Fifth Third buys Comerica in nearly $11B deal

Fifth Third and Comerica announced on Monday that they have signed a definitive merger agreement in an all-stock transaction valued at $10.9 billion, creating the nation’s ninth-largest bank with approximately $288 billion in assets.

Comerica’s website detailed that shareholders will receive 1.8663 Fifth Third shares for each Comerica share, valuing the deal at $82.88 per share based on Fifth Third’s Oct. 3 closing price.

“The combined entity will operate in 17 of the 20 fastest-growing markets in the country, including key regions in the Southeast, Texas and California, while solidifying its leadership in the Midwest. Third’s award-winning retail and digital banking will be paired with Comerica’s middle market expertise, expanding both consumer and commercial offerings,” the website reads.

Fifth Third added that by 2030, more than half of its branches are projected to be in those regions.

“This combination marks a pivotal moment for Fifth Third as we accelerate our strategy to build density in high-growth markets and deepen our commercial capabilities,” Fifth Third Bank Chairman and CEO Tim Spence said in a statement. “Comerica’s strong middle market franchise and complementary footprint make this a natural fit.”

The transaction is expected to close by the end of the first quarter of 2026, with Fifth Third shareholders owning about 73% of the combined company.

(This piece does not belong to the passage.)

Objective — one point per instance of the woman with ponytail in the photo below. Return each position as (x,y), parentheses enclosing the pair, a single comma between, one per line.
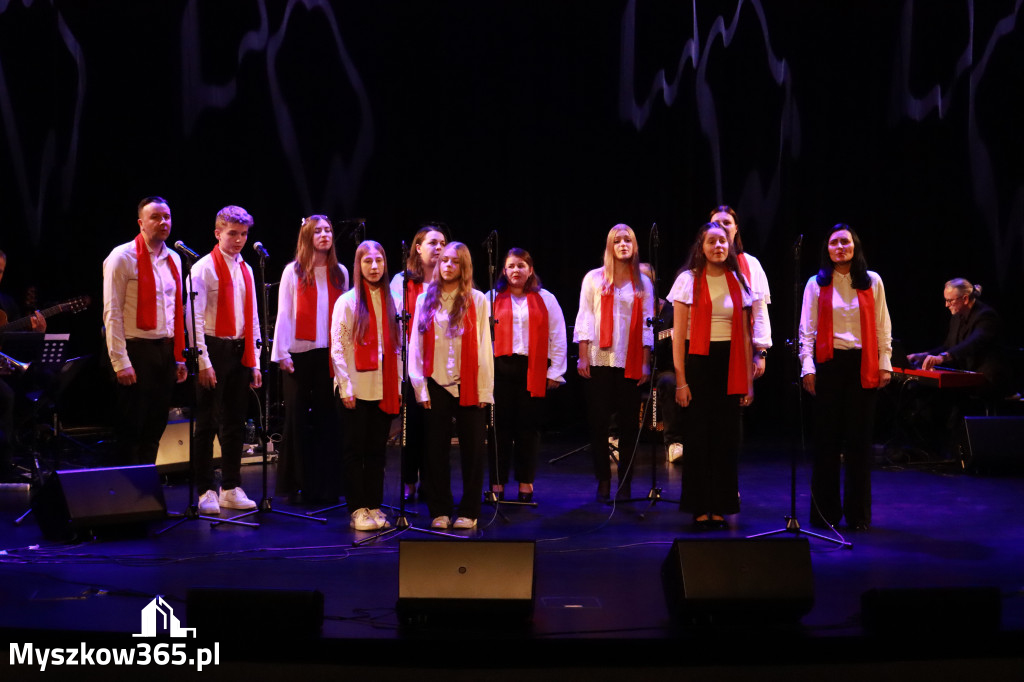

Company shareholders still need to approve the deal.

Three Comerica board members will join Fifth Third’s board upon completion of the merger. Comerica Chairman and CEO Curt Farmer will serve as vice chair of the combined company, while Chief Banking Officer Peter Sefzik will head Fifth Third’s wealth and asset management division.

Comerica shares rose 12% in premarket trading, while Fifth Third fell 3%. The S&P 500 Banks Index is up nearly 21% this year, outpacing the broader market’s 14% gain.

Comerica has sunsetted certain operations in recent years. In 2023, the Dallas-based company announced plans to “organically exit” warehouse lending.